Sick of the snow? Tired of living in the deep freeze? We are too, so we’re treating you to a lovely, 1940s image of  a warm beach and a vintage pin-up girl.

Originally sent to Miss Josephine Eakins of 3514 Forest Ave. in Kansas City on Feb. 9, 1943, this Curt Teich Postcard shows a lovely Florida “Glamour Girl” outfitted in seasonal attire on a Florida beach. The message reads: “Hi Josie, how’s everything with you. If you all want anything, wire me and let me know and I’ll see what I can do for you. Bobby.”

Eakins, a member of the armed forces at the time, was stationed at the Naval base in Clearwater, Fla.
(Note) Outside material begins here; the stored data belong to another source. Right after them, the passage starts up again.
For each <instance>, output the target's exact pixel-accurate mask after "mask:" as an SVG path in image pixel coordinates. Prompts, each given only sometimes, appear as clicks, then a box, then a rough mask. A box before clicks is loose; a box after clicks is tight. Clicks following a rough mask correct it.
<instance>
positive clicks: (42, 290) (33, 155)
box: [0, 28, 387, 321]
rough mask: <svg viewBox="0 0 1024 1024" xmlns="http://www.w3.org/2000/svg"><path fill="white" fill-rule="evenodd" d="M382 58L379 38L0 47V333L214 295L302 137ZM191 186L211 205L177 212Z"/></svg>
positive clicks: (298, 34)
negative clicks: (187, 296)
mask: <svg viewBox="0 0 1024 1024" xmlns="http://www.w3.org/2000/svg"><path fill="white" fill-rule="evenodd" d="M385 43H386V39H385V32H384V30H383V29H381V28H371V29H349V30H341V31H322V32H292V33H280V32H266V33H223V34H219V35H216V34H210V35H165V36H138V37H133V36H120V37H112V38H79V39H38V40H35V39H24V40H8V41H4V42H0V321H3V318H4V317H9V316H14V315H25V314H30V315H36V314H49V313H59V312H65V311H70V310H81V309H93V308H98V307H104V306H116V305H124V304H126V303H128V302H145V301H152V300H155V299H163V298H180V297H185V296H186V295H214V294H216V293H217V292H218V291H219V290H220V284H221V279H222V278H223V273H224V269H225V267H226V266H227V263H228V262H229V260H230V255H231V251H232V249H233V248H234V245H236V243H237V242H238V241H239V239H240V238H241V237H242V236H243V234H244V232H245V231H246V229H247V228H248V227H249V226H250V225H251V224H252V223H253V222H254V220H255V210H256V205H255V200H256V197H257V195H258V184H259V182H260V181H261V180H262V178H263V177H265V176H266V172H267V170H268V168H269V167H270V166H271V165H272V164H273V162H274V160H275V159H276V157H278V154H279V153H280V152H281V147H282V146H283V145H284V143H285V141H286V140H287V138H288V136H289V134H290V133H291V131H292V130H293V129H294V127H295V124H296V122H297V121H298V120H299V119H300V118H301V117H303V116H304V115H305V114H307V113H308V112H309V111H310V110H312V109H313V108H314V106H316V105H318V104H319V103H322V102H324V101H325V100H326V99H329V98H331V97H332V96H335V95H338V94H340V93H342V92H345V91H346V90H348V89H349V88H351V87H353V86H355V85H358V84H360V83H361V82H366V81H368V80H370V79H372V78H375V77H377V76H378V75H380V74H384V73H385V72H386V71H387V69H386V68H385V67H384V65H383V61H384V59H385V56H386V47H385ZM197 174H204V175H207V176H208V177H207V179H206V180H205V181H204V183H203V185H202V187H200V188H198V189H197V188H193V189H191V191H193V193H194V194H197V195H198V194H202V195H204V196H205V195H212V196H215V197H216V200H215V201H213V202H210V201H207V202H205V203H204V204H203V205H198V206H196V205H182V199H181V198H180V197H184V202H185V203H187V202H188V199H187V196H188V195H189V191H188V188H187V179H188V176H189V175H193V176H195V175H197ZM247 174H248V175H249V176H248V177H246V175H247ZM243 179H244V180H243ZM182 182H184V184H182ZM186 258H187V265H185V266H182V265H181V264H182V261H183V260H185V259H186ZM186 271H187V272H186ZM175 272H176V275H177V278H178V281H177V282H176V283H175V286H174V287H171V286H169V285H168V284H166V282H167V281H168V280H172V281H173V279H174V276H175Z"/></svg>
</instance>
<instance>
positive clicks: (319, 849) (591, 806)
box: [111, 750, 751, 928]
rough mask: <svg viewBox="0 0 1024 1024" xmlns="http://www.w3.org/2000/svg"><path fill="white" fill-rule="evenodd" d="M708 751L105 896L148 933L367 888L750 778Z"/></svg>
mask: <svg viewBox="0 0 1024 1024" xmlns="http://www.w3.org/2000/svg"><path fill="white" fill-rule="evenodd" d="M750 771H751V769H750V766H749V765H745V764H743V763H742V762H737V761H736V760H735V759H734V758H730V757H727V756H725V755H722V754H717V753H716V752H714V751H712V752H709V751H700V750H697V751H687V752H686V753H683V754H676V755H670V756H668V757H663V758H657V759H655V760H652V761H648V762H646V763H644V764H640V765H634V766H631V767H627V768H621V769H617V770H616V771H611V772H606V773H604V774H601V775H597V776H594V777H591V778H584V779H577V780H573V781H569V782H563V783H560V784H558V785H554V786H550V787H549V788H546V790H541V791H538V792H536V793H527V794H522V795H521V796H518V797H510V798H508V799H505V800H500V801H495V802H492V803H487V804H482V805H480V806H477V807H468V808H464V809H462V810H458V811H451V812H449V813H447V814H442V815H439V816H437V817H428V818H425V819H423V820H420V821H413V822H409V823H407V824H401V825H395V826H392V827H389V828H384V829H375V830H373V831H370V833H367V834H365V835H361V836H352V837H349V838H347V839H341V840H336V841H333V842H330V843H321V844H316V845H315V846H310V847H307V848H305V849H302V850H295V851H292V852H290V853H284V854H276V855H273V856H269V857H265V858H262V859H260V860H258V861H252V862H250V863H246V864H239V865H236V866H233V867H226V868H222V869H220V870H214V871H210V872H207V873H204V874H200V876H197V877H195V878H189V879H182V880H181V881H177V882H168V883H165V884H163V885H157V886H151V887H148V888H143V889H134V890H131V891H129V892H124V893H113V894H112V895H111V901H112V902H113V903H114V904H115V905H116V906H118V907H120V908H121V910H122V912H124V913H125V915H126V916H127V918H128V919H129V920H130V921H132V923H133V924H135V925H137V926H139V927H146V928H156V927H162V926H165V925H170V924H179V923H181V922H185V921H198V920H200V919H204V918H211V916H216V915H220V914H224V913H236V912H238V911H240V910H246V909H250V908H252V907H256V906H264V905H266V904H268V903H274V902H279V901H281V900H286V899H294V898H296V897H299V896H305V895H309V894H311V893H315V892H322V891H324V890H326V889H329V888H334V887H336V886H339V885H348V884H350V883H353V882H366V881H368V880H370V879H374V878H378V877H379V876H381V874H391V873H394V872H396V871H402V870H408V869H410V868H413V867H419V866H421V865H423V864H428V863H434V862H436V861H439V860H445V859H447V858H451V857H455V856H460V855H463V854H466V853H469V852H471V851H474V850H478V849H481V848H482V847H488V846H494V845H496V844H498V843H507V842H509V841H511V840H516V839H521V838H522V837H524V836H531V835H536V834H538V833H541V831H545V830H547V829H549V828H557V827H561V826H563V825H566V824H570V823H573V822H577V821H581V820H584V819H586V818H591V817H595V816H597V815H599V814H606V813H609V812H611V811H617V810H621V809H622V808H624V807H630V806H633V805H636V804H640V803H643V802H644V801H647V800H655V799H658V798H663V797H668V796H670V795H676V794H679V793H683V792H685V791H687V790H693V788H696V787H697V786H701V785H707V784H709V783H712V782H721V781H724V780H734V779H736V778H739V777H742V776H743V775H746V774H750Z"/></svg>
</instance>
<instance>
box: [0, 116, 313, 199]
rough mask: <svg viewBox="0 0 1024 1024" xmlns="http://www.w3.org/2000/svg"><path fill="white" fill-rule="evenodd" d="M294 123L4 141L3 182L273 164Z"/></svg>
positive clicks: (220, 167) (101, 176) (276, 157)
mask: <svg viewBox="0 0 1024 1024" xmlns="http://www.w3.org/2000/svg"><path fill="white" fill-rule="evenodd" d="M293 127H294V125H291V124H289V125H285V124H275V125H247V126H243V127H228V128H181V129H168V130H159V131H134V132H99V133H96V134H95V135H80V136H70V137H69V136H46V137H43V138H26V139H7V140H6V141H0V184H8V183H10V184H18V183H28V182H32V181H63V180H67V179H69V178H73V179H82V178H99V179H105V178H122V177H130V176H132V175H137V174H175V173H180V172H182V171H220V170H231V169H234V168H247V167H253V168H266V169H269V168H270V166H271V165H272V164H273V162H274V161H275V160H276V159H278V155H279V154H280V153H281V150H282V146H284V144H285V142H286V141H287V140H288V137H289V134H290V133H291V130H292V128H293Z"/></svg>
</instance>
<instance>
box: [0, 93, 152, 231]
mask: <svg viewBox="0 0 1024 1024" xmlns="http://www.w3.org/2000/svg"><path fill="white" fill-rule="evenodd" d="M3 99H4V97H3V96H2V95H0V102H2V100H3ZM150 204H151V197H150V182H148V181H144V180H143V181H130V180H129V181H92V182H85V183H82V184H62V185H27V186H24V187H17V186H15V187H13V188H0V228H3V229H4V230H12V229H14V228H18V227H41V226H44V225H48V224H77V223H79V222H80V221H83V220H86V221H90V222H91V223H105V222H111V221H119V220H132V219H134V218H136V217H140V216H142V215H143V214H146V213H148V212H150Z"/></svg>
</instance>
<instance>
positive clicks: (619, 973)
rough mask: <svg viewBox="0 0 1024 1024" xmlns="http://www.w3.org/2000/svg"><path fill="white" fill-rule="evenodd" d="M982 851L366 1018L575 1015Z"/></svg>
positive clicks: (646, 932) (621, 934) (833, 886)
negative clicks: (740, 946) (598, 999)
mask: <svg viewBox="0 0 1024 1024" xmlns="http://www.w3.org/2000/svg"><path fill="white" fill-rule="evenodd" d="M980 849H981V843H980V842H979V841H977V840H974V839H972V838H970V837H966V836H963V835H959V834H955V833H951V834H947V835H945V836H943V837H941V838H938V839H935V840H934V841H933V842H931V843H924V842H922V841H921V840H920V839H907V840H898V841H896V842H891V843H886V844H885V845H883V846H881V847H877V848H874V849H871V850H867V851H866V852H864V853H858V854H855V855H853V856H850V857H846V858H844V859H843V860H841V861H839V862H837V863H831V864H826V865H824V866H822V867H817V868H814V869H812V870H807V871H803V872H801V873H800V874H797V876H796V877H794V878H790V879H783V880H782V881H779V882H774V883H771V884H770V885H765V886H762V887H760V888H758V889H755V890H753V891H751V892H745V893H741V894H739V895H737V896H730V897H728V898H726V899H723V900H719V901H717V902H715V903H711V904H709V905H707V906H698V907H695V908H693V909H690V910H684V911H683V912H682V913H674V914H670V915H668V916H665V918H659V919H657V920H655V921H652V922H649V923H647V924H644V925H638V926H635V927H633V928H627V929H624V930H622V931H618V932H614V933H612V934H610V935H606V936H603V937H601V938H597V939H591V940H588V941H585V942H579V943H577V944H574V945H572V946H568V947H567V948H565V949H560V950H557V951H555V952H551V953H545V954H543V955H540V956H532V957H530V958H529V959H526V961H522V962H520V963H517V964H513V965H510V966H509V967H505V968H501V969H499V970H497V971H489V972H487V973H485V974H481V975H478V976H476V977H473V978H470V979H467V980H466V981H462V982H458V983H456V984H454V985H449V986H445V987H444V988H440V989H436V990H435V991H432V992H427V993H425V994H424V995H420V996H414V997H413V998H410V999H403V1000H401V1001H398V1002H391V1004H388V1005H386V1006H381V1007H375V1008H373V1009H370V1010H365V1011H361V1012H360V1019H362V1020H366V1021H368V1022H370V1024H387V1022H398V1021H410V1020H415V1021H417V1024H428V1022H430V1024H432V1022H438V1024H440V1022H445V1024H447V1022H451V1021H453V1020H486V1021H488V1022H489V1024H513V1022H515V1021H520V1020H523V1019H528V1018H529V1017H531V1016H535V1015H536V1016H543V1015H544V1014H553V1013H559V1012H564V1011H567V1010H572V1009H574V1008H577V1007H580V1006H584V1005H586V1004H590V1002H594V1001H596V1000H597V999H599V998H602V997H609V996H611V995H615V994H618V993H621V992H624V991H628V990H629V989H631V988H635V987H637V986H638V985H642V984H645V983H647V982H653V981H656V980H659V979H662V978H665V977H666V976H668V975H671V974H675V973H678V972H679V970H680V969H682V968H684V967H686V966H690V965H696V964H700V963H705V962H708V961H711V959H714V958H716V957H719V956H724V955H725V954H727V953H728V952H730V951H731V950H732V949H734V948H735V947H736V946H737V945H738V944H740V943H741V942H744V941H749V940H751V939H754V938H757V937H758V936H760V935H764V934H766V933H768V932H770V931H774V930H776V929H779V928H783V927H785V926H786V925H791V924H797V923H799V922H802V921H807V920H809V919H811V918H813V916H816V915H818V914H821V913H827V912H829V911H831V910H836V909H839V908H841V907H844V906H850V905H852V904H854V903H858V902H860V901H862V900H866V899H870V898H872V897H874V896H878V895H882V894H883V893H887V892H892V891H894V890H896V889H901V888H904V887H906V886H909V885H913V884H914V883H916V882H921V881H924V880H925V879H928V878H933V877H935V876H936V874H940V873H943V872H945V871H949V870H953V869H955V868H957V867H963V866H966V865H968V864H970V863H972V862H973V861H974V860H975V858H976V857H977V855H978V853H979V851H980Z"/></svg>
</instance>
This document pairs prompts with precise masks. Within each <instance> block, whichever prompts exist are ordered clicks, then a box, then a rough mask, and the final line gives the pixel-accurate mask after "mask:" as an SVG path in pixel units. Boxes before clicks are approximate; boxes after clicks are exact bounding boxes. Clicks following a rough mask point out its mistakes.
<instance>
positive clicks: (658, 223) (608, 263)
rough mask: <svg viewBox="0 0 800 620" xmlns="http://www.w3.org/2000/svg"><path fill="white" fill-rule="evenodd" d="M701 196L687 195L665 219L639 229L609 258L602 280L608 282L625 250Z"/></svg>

Curt Otto Teich was a printer who immigrated to the United States from Lobenstein, Germany, in 1896. Curt Teich & Company opened in January 1898 in Chicago and closed in 1978. The Teich Company was the world’s largest printer of view and advertising postcards.

Following Teich’s death in 1974, the family donated the huge archive of company postcards to the Lake County Discovery Museum in Waukonda, Ill., to be used solely for research and historic purposes. The Teich archive is the largest postcard and ephemera collection in the world, containing images of more than 10,000 towns in North America and 87 foreign countries. There are more than 365,000 computer-cataloged images with more than 2,100 subject headings. The archive also has the nation’s largest collection of Route 66 postcards in the nation.